Accordingly, while greater selectivity is achieved with relatively non-polar solvents, sensitivity and precision are sacrificed. The sensitivity of the extraction can be improved by extracting the biological fluid with several aliquots of the organic solvent, but precision tends not to be improved, or it can even be degraded due to the errors incurred in multiple operations.

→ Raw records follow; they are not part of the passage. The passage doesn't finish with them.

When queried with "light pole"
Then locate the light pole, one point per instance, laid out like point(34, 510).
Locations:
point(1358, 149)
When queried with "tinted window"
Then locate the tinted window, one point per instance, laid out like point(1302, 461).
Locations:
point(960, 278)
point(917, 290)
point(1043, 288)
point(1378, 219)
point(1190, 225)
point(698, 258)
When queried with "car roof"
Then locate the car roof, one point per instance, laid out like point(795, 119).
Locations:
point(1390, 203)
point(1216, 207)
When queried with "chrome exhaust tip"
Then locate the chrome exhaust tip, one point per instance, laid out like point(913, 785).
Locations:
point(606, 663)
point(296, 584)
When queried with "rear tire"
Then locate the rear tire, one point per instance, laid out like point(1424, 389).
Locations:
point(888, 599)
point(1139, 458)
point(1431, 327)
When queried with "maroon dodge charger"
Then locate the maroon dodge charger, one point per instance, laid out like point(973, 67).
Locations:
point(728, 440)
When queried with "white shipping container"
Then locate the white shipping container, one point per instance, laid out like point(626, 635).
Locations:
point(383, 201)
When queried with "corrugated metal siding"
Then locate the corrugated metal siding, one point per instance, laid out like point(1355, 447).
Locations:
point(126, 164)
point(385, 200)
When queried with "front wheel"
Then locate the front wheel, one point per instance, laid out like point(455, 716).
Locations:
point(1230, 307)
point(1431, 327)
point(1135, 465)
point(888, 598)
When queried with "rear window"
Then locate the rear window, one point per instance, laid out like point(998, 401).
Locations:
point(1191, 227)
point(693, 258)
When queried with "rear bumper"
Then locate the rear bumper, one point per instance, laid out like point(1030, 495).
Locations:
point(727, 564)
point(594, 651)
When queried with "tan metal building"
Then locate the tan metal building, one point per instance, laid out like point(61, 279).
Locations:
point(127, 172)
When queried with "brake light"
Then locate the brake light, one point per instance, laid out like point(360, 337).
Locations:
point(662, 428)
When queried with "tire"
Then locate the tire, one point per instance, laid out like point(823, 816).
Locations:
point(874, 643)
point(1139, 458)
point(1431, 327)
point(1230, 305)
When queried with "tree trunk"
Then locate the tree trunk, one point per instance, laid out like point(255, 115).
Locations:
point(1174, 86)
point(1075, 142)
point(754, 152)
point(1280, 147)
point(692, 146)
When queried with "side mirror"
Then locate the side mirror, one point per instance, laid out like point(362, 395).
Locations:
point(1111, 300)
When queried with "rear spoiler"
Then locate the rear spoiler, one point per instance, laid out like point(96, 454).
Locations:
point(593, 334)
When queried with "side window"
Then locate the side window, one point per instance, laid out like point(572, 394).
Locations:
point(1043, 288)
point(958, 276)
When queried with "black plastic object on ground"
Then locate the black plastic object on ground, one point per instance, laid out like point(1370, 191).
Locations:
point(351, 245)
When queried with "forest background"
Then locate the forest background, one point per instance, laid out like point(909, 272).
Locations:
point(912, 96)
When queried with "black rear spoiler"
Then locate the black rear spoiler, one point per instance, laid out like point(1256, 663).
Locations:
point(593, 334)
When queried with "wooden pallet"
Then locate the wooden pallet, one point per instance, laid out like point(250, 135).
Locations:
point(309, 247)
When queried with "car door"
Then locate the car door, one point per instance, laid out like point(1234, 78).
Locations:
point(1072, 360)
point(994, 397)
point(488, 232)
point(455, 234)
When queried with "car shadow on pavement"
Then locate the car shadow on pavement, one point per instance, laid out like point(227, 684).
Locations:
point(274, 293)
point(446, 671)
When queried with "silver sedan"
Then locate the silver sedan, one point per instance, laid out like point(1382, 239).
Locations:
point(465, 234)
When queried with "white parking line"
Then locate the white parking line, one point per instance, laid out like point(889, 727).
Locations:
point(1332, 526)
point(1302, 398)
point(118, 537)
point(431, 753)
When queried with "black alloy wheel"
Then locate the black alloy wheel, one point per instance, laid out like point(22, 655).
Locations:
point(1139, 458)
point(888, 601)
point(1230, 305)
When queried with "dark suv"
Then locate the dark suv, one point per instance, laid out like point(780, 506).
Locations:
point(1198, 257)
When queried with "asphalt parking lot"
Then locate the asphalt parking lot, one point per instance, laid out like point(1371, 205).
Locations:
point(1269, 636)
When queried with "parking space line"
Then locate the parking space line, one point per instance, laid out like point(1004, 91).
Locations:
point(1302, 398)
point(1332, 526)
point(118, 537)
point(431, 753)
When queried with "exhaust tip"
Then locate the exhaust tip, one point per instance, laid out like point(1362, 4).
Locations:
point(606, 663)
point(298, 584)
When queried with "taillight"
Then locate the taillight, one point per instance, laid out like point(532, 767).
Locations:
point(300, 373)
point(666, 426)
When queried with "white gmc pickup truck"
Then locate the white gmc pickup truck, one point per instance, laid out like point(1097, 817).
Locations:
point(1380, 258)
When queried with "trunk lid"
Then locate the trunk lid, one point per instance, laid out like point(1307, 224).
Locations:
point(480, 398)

One method for overcoming the disadvantages of thin-film liquid-liquid extractions has been to develop conditions where multiple extractions of the biological fluid with several aliquots of a relatively non-polar solvent could be performed with minimal variability. This should be achievable using commercially available diatomaceous earth cartridges. However, while these cartridges appear to be useful for a few drugs, they cannot be generally applied for three reasons:
a) Most drugs are either basic, acidic or amphoteric, and these drugs tend not to be extracted with commercially available cartridges unless the pH of the biological, fluid is first adjusted. At high sensitivity levels, the drug tends to be lost through adhesion to glass surfaces once the pH is changed; PA1 b) The non-polar solvent required to obtain relatively clean extracts also dissolves fatty materials from the biological fluid, which often interfere with subsequent chromatography; and PA1 c) Extracts from these cartridges suffer from moderate to severe contamination with materials derived from the biological fluid and the cartridge itself.
Despite the many attempts to automate solid phase and liquid-liquid extraction techniques, there is no equipment that allows the rapid, continuous processing of a large number of samples. Most systems handle one sample at throughputs of 3-5 samples per hour. Others can only perform a specific task but not the whole separation procedure. It would therefore be highly desirable to develop a fully automatic, continuous system for the whole extraction process.
Canadian Laid Open Patent Application 2,034,946, which is hereby incorporated by reference in its entirety, discloses an inert solid phase extraction column. The column includes an elongate barrel made from glass or any other material that does not dissolve or leach contaminants. The column contains a packing material, such as silica, that has been cleaned by soaking, serial extraction or fluidized bed flow using a variety of solvents. The packing material is held within the barrel by a pair of meshes positioned above and below the packing material. A stop in the barrel prevents the bottom mesh from moving outside the barrel. A retaining ring disposed on the top mesh maintains pressure to keep the packing material confined to a predetermined portion of the glass barrel.